O contato básico entre o Itamaraty e diplomatas desses países continua para a resolução de questões comerciais e consulares (como vistos e questões envolvendo cidadãos). Mas o diálogo político está praticamente congelado e os países acusam Lula de intransigência e radicalismo.

A reportagem apurou que, nos bastidores, o sentimento comum entre representantes desses países é que Lula não representa a sociedade brasileira em diversos assuntos de interesse mundial - como ao comparar os israelenses aos nazistas ou se recusar a tentar mediar o resgate de 20 mil crianças levadas da Ucrânia para adoção forçada na Rússia.

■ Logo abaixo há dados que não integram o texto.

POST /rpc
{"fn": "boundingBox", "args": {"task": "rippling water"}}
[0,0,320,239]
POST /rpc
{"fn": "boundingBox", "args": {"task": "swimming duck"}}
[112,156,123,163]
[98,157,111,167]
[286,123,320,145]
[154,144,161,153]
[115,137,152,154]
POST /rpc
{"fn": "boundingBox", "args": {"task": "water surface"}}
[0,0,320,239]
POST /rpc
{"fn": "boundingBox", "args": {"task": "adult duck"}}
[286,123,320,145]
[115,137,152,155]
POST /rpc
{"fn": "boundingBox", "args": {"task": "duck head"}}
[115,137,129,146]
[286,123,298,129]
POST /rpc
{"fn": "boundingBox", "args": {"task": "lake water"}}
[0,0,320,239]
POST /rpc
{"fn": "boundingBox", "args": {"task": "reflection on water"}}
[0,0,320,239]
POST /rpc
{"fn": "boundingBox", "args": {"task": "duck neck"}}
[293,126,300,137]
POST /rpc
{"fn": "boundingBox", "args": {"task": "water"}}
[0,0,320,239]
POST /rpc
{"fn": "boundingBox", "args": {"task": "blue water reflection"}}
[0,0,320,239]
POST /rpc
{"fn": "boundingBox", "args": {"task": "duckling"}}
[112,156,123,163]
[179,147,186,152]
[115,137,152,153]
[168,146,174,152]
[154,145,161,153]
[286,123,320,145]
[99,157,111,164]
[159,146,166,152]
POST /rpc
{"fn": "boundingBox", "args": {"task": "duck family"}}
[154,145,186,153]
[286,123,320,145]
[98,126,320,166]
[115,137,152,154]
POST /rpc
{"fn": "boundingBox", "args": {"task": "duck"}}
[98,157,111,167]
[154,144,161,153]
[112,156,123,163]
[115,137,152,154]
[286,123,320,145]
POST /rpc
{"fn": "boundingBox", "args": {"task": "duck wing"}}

Além disso, o governo Lula simplesmente não recebe diplomatas de países com quem não simpatiza ou usa subterfúgios para postergar essas recepções a fim de não ter que tratar de assuntos que acha desfavoráveis.

Por isso, membros desses governos estão adotando a estratégia de fazer contato direto com membros do Congresso e com a imprensa do Brasil. O caso mais recente foi o do governo do presidente Donald Trump, dos Estados Unidos, que convidou a ex-primeira dama Michelle e o deputado Eduardo Bolsonaro para sua cerimônia de posse nesta segunda-feira (20).

Lula não foi convidado, mas não é tradição que presidentes compareçam à posse nos Estados Unidos. Mesmo assim, isso indica que, apesar de deixar os canais diplomáticos tradicionais abertos, Trump deve preferir dialogar diretamente com Bolsonaro e a oposição em vez de procurar o Presidente da República, segundo analistas ouvidos pela reportagem.

Durante a campanha presidencial americana, ao comparar Trump com Kamala Harris, Lula associou o americano ao nazismo e ao fascismo "com outra cara". Já quando Trump tomou posse, o brasileiro sugeriu que a relação entre os países de "cooperação, fundamentada no respeito mútuo e em uma amizade histórica" continue avançando. Ele também disse que não quer briga com os Estados Unidos.

Representantes da Ucrânia não são recebidos por Lula e apelam à imprensa brasileira

Um caso da semana passada envolveu a Ucrânia. Desde que Lula assumiu seu terceiro mandato, o presidente Volodymyr Zelensky vem pedindo para ser recebido no Brasil e convidando Lula para visitar Kyiv. O petista já recebeu duas vezes o chanceler russo Serguei Lavrov, mas vem negando audiências ao chanceler ucraniano. Zelensky chegou a viajar a Brasília (a caminho da Argentina) em 2023 e nem assim Lula concordou em falar com ele.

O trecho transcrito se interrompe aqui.